Drivers, you need to take a long hard look at yourself

My relatives are stretched right across parts of South-East Queensland and Northern New South Wales, so naturally over the Christmas break I did a lot of driving. I spent time on the road from Brisbane to Caloundra then up to Gympie, back again and down to Mount Tamborine then to Kingscliff and back again. I quite enjoy driving but on these trips I realised something that has really got me alarmed. People seem to have forgotten that on the road we aren’t just responsible for ourselves. We aren’t just responsible for our overpriced car. We are responsible for the lives of every single person on the roads around us, but the way people were driving, you sure wouldn’t know it.
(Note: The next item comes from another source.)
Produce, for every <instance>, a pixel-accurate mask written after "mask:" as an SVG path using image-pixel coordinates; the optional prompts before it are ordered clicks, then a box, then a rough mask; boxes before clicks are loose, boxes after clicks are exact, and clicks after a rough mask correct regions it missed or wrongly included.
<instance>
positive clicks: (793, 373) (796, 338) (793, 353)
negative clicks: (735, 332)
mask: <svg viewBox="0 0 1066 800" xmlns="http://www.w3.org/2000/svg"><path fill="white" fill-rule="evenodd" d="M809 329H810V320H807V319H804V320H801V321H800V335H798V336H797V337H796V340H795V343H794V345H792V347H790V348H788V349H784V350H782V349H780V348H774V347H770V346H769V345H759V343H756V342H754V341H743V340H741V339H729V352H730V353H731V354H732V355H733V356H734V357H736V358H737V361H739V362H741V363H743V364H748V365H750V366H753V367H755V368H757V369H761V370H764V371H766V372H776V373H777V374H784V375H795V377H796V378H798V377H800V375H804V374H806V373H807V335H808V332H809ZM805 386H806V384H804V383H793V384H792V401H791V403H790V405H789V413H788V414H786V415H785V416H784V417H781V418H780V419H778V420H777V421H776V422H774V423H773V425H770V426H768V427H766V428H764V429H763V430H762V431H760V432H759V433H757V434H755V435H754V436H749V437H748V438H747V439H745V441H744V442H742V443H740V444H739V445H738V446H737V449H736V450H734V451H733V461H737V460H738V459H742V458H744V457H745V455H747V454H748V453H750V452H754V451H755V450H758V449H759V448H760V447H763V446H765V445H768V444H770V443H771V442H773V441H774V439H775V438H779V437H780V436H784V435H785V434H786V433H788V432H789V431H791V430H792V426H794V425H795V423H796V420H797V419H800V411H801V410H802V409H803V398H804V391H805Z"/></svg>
I watched a driver in a two-lane construction zone section on the Bruce Highway tailgated a car in front for at least eight kilometres. The person in front was clearly sitting right on, if not a little above, the speed limit but somehow the person behind them thought they needed to be going faster. My partner and I watched this go on about four cars in front of us in the opposite lane and realised that if the person in front has a bird fly low and frighten them, they would slam on the brakes. This would cause an accident with the car behind them, the cars would likely skew and cause several surrounding cars (including ourselves) to also crash. But this person tailgating quite clearly couldn’t care less about his social responsibility.

We know that we’ve become selfish people – we run around doing things for ourselves, not often enough stopping to breathe and say thank you. But at what point does this selfishness actually start to impact the lives of others? Watching this happen made me believe that it has already happened. We are so concerned with our own agenda, with our own needs. So regularly you see someone hop lanes a little too quickly, annoying the person behind them who then goes into a flurry of road rage. Did that person ever stop to think, perhaps they jumped in this lane for a reason? Perhaps there is a family emergency or a health crisis they need to get to?

I’m not saying that people with a personal crisis have a right to be ignorant of other drivers, but I am saying that people need to stop, breathe and think about the other people around them on the road. Stop being angry that they aren’t doing what we want them to and start thinking about our own responsibilities. The odds of dying in a motor vehicle accident are 1 in 100 – this is far too high considering it is something we do almost every day.

Every time we sit in the driver’s seat of a car, we have a responsibility to keep everyone around us alive and I think that it is high time we all started to remember that.

Do you feel drivers have forgotten their social responsibility? Have you had any close calls on the roads lately?